Pesquisas continuam a explorar como o cacau afeta nosso cérebro. Um estudo publicado na Current Research in Food Science investigou como os flavanóis do cacau podem estimular áreas do cérebro relacionadas à atenção já durante a degustação, antes mesmo de o corpo absorver os compostos. Os resultados ainda estão sendo analisados, mas já ajudam a entender os efeitos do chocolate além do açúcar.

Mulher no corredor de um mercado segurando duas barras de chocolate
A escolha do tipo de chocolate faz diferença para a saúde (Imagem: BearFotos | Shutterstock)

Nem todo chocolate oferece os mesmos benefícios

É claro que, para desfrutar dos benefícios do cacau, a escolha do tipo de chocolate que consumimos é fundamental. A nutricionista Andressa Cabral, que ensina na Afya Unigranrio, explica que quanto mais cacau, melhor! Chocolates com maior concentração de cacau têm mais compostos bioativos, como os flavonoides, que são antioxidantes. Já os chocolates ao leite e os brancos costumam ter muito açúcar e gordura, além de menos benefícios.
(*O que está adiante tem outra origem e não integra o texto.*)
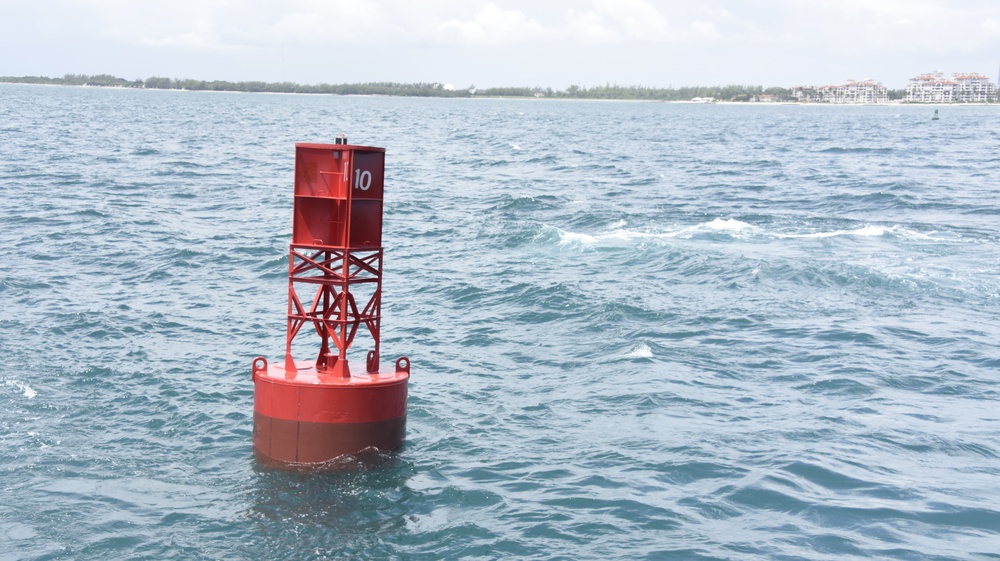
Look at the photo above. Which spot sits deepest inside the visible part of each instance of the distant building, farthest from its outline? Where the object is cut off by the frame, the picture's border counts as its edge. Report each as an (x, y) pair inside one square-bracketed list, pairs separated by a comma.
[(863, 92), (933, 87)]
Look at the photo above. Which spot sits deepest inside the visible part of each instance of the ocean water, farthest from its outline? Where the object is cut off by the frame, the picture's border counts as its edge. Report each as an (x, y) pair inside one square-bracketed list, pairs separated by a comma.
[(638, 330)]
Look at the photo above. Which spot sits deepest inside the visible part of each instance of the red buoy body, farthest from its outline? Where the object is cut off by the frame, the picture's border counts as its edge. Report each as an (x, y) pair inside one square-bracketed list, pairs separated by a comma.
[(315, 411)]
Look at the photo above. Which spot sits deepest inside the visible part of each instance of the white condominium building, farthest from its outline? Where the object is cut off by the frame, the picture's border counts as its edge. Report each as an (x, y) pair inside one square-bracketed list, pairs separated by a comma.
[(933, 87), (866, 91)]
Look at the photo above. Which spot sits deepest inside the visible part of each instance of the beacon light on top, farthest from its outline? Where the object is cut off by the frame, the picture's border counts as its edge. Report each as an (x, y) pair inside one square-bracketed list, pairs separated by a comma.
[(312, 411)]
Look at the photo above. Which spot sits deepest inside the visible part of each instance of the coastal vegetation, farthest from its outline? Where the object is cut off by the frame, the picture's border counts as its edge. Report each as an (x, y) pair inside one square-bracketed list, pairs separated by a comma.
[(735, 92)]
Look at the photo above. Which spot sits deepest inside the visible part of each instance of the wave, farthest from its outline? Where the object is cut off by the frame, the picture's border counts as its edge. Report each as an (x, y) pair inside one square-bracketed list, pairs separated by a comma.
[(719, 229)]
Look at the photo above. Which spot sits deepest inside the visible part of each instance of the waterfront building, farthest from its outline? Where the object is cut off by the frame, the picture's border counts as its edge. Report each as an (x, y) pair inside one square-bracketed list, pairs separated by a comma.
[(961, 87), (854, 92)]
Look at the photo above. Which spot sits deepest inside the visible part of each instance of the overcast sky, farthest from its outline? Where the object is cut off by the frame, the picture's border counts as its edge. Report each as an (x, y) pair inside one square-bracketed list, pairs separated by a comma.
[(548, 43)]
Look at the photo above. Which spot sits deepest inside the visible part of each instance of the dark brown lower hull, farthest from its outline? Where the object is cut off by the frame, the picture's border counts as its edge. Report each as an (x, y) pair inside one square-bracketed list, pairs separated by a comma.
[(301, 442)]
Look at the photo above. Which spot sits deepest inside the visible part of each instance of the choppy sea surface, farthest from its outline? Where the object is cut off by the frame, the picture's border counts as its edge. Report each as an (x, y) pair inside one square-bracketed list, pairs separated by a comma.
[(638, 330)]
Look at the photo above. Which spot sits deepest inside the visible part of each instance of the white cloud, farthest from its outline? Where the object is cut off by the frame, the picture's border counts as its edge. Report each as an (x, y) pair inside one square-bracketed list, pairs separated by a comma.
[(618, 20), (493, 25), (705, 28)]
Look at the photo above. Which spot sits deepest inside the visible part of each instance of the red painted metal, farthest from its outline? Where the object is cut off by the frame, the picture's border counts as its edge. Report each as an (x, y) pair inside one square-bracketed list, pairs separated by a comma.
[(314, 411)]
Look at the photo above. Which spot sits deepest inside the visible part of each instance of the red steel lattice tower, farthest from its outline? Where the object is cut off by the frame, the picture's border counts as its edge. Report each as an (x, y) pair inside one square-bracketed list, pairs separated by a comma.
[(315, 411)]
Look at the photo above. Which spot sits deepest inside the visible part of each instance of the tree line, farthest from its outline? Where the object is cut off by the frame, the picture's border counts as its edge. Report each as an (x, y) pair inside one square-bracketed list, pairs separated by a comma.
[(735, 92)]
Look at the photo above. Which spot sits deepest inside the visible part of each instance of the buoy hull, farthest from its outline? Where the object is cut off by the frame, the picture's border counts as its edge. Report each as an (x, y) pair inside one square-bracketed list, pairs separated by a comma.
[(306, 417)]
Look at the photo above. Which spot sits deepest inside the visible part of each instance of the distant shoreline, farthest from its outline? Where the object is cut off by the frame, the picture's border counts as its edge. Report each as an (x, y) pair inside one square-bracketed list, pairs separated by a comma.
[(737, 95)]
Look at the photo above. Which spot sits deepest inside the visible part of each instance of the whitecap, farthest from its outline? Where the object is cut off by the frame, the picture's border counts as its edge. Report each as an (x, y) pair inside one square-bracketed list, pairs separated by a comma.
[(641, 351), (25, 389), (730, 224)]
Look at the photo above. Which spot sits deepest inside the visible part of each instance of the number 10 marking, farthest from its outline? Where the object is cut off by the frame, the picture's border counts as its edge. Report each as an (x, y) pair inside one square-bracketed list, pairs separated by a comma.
[(362, 179)]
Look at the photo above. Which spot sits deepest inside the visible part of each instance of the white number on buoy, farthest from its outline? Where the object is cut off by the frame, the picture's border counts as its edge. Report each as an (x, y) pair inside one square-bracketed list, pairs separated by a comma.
[(362, 179)]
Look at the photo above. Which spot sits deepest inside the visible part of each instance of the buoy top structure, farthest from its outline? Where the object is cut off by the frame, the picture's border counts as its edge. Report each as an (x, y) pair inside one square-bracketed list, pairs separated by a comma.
[(314, 411)]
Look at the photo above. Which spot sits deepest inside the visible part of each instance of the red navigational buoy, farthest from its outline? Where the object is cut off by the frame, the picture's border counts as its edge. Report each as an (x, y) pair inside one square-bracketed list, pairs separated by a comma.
[(314, 411)]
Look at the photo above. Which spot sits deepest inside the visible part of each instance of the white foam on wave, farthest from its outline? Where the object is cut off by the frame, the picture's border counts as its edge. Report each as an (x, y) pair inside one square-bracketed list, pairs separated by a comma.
[(573, 238), (20, 386), (866, 231), (617, 232), (641, 351)]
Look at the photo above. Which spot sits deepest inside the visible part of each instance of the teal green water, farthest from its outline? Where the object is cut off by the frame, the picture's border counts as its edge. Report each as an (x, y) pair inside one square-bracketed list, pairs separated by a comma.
[(638, 330)]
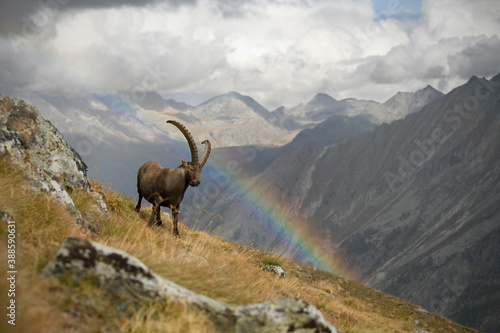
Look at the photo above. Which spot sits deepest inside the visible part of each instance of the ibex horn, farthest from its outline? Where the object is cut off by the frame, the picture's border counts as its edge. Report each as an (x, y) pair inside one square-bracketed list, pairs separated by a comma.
[(189, 138), (206, 153)]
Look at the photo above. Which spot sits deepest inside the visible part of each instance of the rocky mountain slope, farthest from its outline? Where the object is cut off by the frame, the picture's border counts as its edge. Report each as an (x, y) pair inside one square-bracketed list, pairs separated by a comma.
[(412, 206), (198, 283), (115, 133)]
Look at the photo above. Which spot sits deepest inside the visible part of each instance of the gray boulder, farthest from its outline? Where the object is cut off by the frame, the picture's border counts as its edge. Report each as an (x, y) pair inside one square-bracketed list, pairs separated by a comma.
[(123, 274), (51, 164)]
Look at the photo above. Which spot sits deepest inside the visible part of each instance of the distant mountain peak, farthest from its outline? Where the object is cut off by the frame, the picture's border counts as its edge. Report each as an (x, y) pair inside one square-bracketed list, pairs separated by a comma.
[(321, 99)]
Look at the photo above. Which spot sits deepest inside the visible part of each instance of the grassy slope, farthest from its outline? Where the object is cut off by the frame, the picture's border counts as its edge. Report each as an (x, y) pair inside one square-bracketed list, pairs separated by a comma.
[(232, 275)]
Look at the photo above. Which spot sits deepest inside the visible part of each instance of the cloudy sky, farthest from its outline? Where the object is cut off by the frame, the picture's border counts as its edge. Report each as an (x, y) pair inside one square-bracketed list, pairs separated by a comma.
[(281, 52)]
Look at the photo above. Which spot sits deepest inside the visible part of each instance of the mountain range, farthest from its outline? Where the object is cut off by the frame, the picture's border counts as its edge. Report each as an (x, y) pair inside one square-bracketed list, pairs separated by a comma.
[(405, 191), (413, 206)]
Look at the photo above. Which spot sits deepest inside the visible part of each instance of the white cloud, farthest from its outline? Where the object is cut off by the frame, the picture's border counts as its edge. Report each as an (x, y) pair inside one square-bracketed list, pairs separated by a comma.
[(279, 52)]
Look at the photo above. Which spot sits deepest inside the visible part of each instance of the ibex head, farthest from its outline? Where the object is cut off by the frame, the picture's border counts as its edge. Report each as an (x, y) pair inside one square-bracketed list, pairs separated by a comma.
[(194, 167)]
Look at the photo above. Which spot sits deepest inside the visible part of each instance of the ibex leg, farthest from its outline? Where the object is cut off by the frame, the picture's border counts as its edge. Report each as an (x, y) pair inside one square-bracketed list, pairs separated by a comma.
[(158, 216), (175, 216), (154, 215), (138, 206)]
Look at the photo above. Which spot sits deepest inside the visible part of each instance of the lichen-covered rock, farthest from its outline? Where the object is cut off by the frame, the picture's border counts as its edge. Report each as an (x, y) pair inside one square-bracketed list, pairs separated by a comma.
[(119, 272), (50, 162), (278, 270), (36, 144)]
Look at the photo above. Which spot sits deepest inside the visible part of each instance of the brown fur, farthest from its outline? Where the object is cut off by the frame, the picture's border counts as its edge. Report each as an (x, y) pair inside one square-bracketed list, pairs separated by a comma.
[(164, 187)]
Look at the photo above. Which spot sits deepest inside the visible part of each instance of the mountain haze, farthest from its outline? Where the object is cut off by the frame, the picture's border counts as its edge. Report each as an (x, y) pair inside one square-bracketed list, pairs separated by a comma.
[(413, 206)]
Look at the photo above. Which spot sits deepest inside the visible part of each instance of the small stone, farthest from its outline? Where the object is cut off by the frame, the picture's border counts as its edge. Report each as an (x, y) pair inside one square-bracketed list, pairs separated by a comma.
[(278, 270)]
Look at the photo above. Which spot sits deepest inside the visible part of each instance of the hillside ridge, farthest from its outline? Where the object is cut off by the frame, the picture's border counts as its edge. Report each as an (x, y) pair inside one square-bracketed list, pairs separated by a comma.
[(232, 275)]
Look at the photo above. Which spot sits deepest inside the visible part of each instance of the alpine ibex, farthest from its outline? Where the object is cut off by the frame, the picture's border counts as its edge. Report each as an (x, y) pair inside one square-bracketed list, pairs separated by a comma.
[(166, 187)]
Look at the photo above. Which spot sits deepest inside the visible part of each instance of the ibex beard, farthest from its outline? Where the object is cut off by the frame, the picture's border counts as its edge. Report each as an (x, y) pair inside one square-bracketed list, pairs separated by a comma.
[(164, 187)]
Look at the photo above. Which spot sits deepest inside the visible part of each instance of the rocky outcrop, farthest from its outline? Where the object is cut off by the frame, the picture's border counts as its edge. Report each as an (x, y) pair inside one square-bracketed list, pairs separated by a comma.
[(51, 164), (78, 260)]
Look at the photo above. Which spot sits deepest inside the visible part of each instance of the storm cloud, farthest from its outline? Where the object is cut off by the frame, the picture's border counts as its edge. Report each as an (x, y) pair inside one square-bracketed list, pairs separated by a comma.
[(280, 52)]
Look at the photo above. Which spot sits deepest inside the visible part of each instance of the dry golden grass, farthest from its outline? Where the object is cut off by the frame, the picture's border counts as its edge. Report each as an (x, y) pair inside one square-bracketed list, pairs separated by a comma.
[(226, 271)]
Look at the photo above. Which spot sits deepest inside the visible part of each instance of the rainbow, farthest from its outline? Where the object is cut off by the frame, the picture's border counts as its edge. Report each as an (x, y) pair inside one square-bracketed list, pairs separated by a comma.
[(293, 235)]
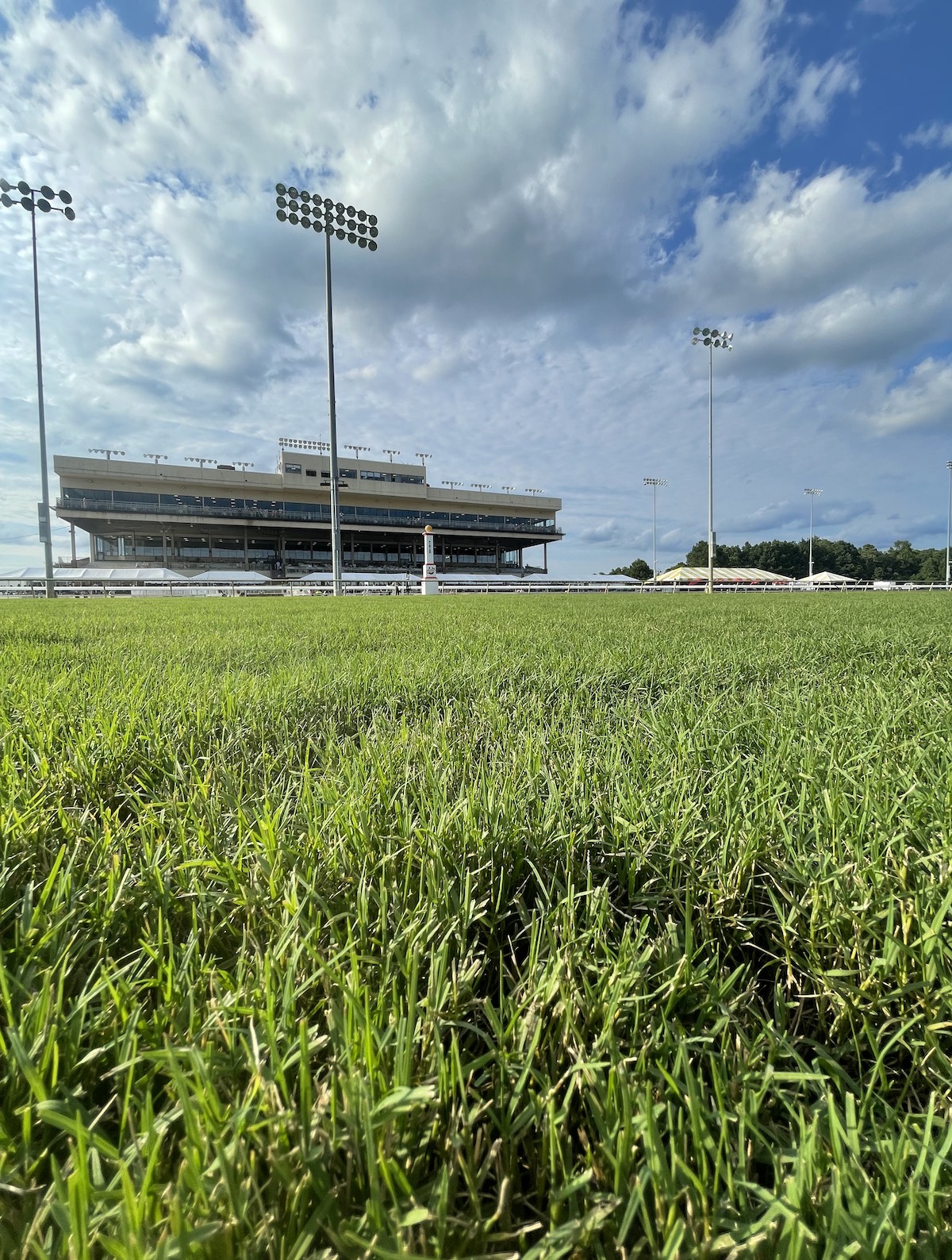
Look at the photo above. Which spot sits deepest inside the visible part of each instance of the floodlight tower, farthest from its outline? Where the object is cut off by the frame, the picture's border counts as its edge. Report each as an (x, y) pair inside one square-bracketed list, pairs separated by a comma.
[(359, 229), (812, 494), (714, 339), (654, 482), (949, 523), (29, 199)]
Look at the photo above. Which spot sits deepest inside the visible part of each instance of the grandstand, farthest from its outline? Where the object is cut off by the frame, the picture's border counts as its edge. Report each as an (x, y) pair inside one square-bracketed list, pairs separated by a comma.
[(152, 514)]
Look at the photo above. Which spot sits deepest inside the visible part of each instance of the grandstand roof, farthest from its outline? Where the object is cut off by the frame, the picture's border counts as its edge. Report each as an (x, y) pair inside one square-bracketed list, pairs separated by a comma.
[(688, 574)]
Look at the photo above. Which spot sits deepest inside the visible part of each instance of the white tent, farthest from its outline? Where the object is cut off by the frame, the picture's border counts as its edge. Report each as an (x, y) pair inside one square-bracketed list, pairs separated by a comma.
[(827, 578), (73, 576)]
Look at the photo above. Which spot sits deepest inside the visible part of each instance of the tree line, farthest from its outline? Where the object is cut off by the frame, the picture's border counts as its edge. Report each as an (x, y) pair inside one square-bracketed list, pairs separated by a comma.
[(902, 563)]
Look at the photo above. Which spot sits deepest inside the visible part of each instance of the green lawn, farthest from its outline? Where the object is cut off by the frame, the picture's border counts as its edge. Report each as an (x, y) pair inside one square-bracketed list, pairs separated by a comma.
[(552, 925)]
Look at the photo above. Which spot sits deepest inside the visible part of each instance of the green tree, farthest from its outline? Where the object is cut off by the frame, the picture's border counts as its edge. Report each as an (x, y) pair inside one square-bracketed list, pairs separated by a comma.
[(639, 568)]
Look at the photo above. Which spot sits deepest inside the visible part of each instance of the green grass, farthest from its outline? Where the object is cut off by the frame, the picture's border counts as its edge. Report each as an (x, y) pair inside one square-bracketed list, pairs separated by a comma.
[(562, 926)]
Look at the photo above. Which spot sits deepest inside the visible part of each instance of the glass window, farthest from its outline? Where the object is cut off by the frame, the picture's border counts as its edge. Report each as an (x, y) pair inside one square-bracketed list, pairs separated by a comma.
[(149, 544), (194, 547), (135, 497)]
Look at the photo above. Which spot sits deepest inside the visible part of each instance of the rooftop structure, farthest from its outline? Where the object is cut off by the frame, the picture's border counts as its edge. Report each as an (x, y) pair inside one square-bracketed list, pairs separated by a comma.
[(225, 516)]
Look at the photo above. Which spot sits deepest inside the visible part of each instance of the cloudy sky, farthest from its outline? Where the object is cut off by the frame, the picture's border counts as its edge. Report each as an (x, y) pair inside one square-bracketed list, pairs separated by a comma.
[(563, 186)]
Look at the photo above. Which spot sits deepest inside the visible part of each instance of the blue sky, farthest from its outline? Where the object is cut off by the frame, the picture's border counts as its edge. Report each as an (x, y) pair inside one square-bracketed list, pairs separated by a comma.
[(563, 190)]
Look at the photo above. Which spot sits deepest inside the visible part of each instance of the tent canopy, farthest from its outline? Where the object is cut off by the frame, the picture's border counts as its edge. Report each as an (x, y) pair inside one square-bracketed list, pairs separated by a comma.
[(72, 576), (827, 578), (689, 574)]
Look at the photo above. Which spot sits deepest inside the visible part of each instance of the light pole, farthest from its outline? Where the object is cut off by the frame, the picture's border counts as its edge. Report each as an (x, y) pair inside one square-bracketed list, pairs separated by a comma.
[(812, 494), (949, 523), (29, 199), (654, 482), (358, 227), (716, 340)]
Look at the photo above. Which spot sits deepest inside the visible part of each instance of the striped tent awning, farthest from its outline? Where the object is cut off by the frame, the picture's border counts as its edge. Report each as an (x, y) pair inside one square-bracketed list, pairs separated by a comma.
[(690, 574)]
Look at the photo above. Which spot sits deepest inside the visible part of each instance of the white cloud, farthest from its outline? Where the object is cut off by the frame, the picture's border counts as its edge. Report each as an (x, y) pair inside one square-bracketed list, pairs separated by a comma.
[(921, 400), (932, 135), (817, 88), (525, 313)]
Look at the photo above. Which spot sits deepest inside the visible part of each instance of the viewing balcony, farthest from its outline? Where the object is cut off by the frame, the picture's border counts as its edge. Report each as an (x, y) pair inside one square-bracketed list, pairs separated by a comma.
[(300, 513)]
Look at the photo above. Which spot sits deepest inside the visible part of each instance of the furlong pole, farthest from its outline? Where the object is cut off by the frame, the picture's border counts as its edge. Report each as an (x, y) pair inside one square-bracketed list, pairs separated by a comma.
[(44, 478), (332, 444), (711, 469)]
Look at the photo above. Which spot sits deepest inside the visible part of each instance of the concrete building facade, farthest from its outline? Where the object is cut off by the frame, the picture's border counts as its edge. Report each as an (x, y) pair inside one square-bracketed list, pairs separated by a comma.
[(192, 518)]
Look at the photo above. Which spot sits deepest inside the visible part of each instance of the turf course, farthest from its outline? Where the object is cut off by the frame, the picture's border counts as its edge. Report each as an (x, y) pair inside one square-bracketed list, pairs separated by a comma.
[(552, 926)]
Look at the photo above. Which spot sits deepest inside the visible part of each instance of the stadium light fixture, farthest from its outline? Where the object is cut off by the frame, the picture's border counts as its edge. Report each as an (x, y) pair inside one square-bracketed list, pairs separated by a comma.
[(654, 482), (812, 494), (949, 524), (716, 339), (32, 199), (358, 227)]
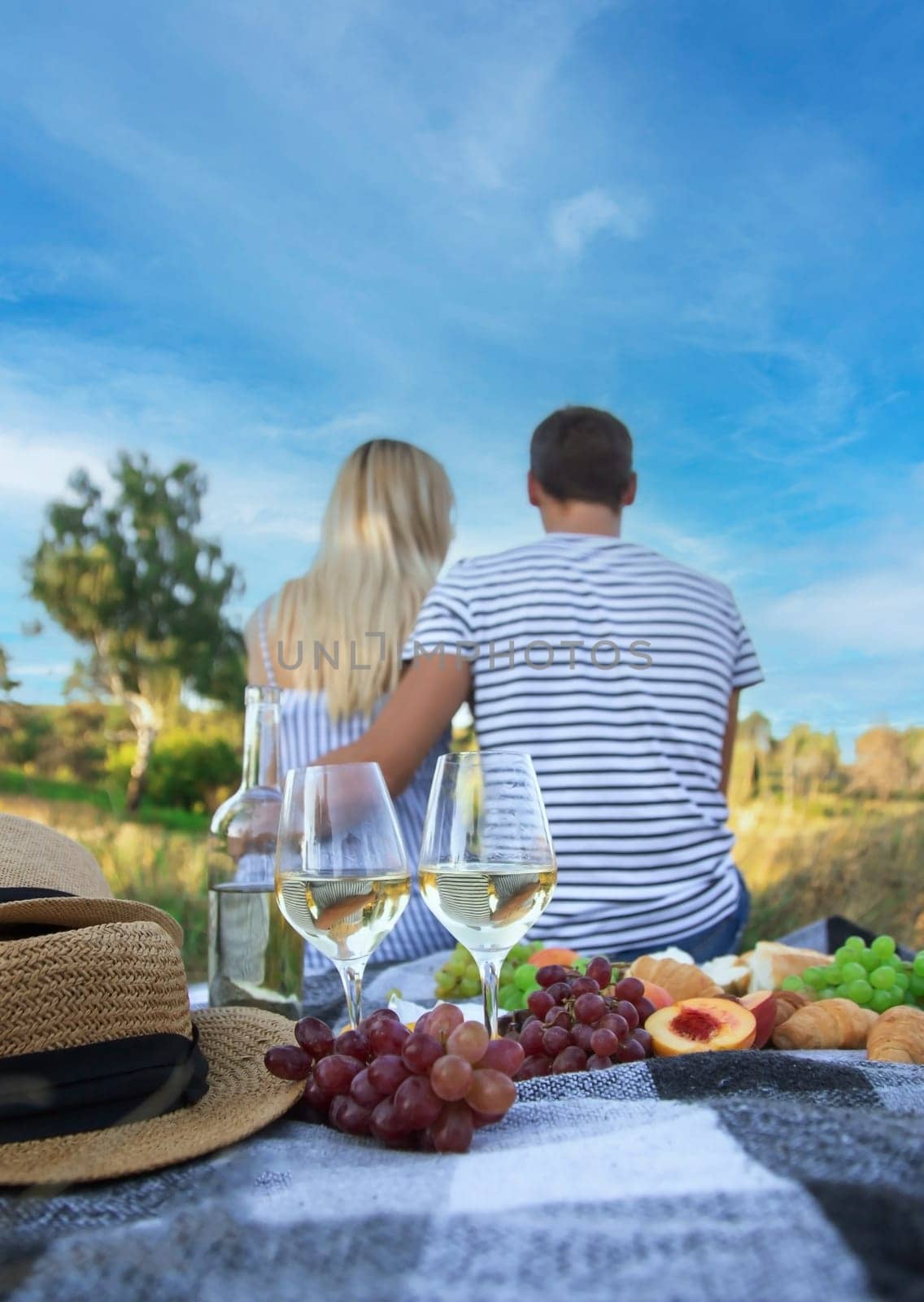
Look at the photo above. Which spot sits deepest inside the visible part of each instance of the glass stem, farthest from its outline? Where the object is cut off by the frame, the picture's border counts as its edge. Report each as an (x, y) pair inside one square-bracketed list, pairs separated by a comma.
[(351, 978), (491, 981)]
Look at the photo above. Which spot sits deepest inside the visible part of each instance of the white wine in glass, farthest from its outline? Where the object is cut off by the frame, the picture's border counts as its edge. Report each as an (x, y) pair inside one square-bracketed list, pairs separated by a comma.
[(487, 865), (345, 918), (342, 870)]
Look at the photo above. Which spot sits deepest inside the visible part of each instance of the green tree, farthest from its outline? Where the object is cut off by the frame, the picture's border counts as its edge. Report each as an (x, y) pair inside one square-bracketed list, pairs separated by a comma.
[(133, 581), (754, 744)]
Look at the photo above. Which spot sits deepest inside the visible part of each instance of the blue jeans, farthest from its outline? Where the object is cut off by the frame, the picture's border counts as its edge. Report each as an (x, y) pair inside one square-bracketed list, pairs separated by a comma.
[(722, 937)]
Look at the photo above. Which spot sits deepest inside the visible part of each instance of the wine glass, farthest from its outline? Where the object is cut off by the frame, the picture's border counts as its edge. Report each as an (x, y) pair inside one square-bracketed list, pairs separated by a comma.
[(342, 869), (487, 865)]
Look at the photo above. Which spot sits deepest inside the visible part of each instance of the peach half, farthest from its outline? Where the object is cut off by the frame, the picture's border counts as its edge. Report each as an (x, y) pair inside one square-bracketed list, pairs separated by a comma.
[(702, 1026), (763, 1004)]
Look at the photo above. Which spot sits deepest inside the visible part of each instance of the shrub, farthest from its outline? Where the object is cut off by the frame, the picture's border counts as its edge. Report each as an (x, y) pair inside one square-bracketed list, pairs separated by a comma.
[(186, 771)]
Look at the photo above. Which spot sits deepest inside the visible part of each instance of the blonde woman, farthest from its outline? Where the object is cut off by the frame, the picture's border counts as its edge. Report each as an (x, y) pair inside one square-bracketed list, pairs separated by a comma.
[(332, 638)]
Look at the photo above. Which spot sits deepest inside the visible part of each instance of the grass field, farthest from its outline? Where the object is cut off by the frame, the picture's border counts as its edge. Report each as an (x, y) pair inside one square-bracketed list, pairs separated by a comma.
[(830, 856)]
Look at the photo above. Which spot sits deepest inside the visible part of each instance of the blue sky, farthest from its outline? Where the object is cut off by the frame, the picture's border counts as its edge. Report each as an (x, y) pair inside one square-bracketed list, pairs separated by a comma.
[(258, 234)]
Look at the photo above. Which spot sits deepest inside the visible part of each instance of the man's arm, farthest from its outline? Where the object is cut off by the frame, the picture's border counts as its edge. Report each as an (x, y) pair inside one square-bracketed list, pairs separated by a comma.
[(414, 716), (729, 742)]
Mas não se preocupe, isso não significa que você precisa eliminar os chocolates mais doces da sua vida. O segredo é o equilíbrio. “O chocolate pode, sim, fazer parte de uma alimentação saudável, desde que consumido com moderação. O ideal é que ele complemente uma rotina alimentar equilibrada, sem ser uma forma de lidar com emoções ou aliviar o estresse. Assim, é bom ficar de olho se essa relação não está provocando hábitos indesejados,” alerta Andressa.